- Country: Russia
- Born: 30 April 1977 (age 48) Russia
- Height: 1.72 m (5 ft 8 in)

World Cup career
- Seasons: 1997–2000

= Arthur Khamidulin =

Russian ski jumper (born 1977)

Arthur Khamidulin (sometimes spelled Artur Khamidullin or Artour Khamidouline; Артур Хамидулин; born 30 April 1977) is a Russian former ski jumper.

==Career==
Khamidulin appeared in a top-level ski jumping competition for the first time in 1997, when he competed in the World Championships in Trondheim. He took 41st place in the normal hill (K-90) competition and 52nd place in large hill (K-120). A month after, Khamidulin debuted in the FIS Ski Jumping World Cup in a ski flying competition in Planica. After that, Khamidulin competed in nine more World Cup competitions and his best result was from Harrachov in December 1998, a 17th place. In the 1998 Winter Olympics in Nagano, Khamidulin received a 23rd and a 25th place respectively in normal hill and large hill. Khamidulin and Russia also competed in the team competition in Nagano and took 9th place. The same season he came at the 41st place in the Four Hills Tournament. Khamidulin also competed in the World Championships at Ramsau in 1999 without any eminent results. Khamidulin's weight was under 62 kg during his active ski jumping career.

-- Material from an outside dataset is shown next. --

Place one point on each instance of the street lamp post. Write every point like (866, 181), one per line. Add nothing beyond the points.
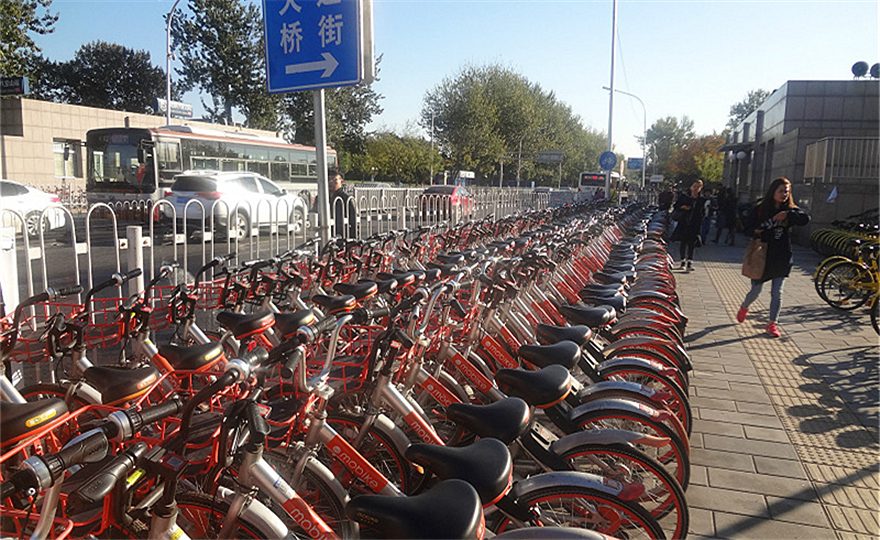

===The crash in Vikersund===
In 2000, Khamidulin competed in the Ski-flying World Championships in Vikersund. Khamidulin jumped in the qualification round in hard wind, and after taking off, turned around to the side and crashed on his head and neck. He rolled down the long hill and lost his helmet on the way down. The competition was later stopped due to the hard winds. Khamidulin escaped with a concussion but he never jumped in a professional competition again.